東京タワーへ自転車で

 茅場町から千葉に引越ししてくる時に、

トラックの荷台から自転車がはみ出してしまいました。

無理に積んだら壊れそうです。

 

「じゃあ自分で乗っていきゃイイじゃないか。

たまには自転車で小さな旅もおもしろそうだ。」

 

そんなことを思いつきました。

そして、忙しそうに車が走る師走の街を自転車で出発したのです。

 

どれくらいこいだでしょうか。

建物はずいぶん低くなり、荒川の堤防が見えてきました。

気がつけば、両腿もパンパンに張っています。

川を眺めながら一服つけることにしました。

 

 

 

 あの頃、自転車に乗ってどこまでも出掛けたものです。

とは言え子供の『どこまでも』ですからタカが知れています。

花見川沿いの道を上は大和田、下は幕張というのが定番でした。

 

子供なりに定番へのマンネリを感じていたある日、

タクちゃんが言いました。

 

「今日は東京タワーに行かない?」

「遠いんじゃない?」

「こないだ京成電車から見えたもん。
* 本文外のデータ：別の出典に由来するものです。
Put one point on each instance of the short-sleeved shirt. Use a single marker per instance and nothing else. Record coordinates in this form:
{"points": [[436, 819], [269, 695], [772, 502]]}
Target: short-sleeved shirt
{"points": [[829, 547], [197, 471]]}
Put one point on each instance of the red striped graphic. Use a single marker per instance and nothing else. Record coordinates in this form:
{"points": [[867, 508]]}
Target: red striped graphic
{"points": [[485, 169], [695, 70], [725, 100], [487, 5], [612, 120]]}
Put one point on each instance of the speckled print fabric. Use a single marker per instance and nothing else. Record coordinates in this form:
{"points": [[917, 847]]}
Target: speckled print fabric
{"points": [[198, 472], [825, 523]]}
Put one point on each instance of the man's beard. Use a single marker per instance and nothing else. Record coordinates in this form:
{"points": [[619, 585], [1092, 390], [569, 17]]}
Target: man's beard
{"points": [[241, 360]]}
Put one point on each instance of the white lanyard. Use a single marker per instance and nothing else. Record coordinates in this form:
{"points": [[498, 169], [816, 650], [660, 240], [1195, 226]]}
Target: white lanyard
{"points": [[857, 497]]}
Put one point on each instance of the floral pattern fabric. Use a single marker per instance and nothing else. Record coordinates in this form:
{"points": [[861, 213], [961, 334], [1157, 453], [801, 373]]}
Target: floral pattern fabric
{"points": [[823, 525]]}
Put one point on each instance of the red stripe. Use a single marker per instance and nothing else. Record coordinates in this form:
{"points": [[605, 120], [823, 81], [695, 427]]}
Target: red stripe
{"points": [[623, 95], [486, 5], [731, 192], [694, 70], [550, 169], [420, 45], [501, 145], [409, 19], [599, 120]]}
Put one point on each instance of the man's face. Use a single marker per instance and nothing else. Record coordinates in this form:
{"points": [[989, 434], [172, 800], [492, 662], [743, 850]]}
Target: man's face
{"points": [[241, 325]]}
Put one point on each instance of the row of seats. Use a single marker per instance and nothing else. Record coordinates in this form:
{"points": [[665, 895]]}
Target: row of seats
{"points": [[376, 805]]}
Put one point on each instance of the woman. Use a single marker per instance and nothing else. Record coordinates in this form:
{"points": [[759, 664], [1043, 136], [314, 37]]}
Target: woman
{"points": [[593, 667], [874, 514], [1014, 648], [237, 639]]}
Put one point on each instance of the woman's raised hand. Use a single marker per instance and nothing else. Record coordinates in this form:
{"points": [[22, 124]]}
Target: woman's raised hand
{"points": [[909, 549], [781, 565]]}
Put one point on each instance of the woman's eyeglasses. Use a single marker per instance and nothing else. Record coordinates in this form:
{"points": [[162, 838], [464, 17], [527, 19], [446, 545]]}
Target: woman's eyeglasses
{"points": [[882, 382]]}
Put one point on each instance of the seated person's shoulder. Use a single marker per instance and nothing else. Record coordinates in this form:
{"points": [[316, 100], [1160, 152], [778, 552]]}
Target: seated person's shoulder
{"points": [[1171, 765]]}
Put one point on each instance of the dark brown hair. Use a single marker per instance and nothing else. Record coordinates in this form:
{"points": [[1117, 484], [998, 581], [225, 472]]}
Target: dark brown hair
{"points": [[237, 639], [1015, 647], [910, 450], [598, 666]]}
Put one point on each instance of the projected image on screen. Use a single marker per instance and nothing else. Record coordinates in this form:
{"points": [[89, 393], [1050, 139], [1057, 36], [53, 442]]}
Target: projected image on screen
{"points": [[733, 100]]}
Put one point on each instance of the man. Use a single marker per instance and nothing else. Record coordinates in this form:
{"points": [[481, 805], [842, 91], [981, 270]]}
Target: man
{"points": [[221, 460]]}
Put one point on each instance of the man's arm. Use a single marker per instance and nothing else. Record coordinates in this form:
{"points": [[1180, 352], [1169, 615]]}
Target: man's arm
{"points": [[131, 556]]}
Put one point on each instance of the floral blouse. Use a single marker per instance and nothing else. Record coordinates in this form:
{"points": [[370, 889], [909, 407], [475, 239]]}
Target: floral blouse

」

「ホント!?」

 

このプランは少年たちの心を大いに揺さぶりました。

2人は大急ぎで自転車に飛び乗り出動したのです。

 

 

 

 走り出してしばらくすると、

いつもはバスで通る急な下り坂にかかりました。

 

「ジェットコースターだ!」

 

タクちゃんは、そう叫ぶと坂道に向かってこぎ出しました。

自分も負けまいと自転車を大きく左右に振ってつづきます。

 

「ま〜るきんじてんしゃ、ほいのほいのほ〜い!」

「た〜まきんじてんしゃ、ほいのほいのほ〜い!」

「うわははははは〜!!」

 

笑い声と風がごちゃまぜになって少年たちの頬にぶつかります。

 

その時、いつもバスが徐行して通過する大きなギャップが、

2人のもう目前に迫っていることに気がつきました。

大笑いの顔が、恐怖からあきらめの表情に変わっていきます。

間もなくそれはサドルを通し容赦なく2人の急所を突き上げました。

 

「ちょっとタンマ〜!」

 

タクちゃんに言われるまでもなく、

自分はとっくに自転車を降りていました。

 

「いてててて。」

「あのガッタンおっかないと思ってたんだ。」

「さっきの歌も悪かったかなぁ。」

「タクちゃんの自転車ナショナルだしね。」

「あはははは。」

 

あの痛みはどこへやら、いくらも休まずに2人は出発しました。

 

「あかる〜いナショナ〜ル!」

 

タクちゃんの歌が変わっています。

 

 

 

 

 

 心なしか吹く風が冷たくなってきました。

 

「東京タワーって遠いね。」

「うん、近いと思ったのにね。」

 

2人の自転車をこぐ足も重くなっています。

 

「どうする?」

「ここまできたんだもん。行こうよ。」

「そうだね。」

 

子供にも意地があるのです。

2人は無言でペダルを踏むようになりました。

 

 

 

やっとのことで『東京タワー』につくと、

陽は西に傾いて遠くの空はだいだい色に染まっていました。

 

しばらくの間、2人は黙ったまま赤白の塔を見上げていましたが、

やがて心の中を詰まらせている何かを、

少しずつ取り出すかのようにしゃべりはじめました。

 

「なんかテレビで見るのと違うね。」

「人いないね。」

「これ違うんじゃない?」

「千葉タワーかな?」

「ここ東京じゃないもんね。」

 

少年たちは、重大な事実に気がついたのです。

そして『東京タワー』との別れを惜しむことなく、

少し急いで家路に向かったのでした。

 

 

 

 荒川の土手に吹く風も冷たくなってきたようです。

自分は、誰に言うでもなく、

 

「早くしないと陽が暮れちゃうよ。」

 

そうつぶやくと、

千葉に向かって再び自転車をこぎはじめました。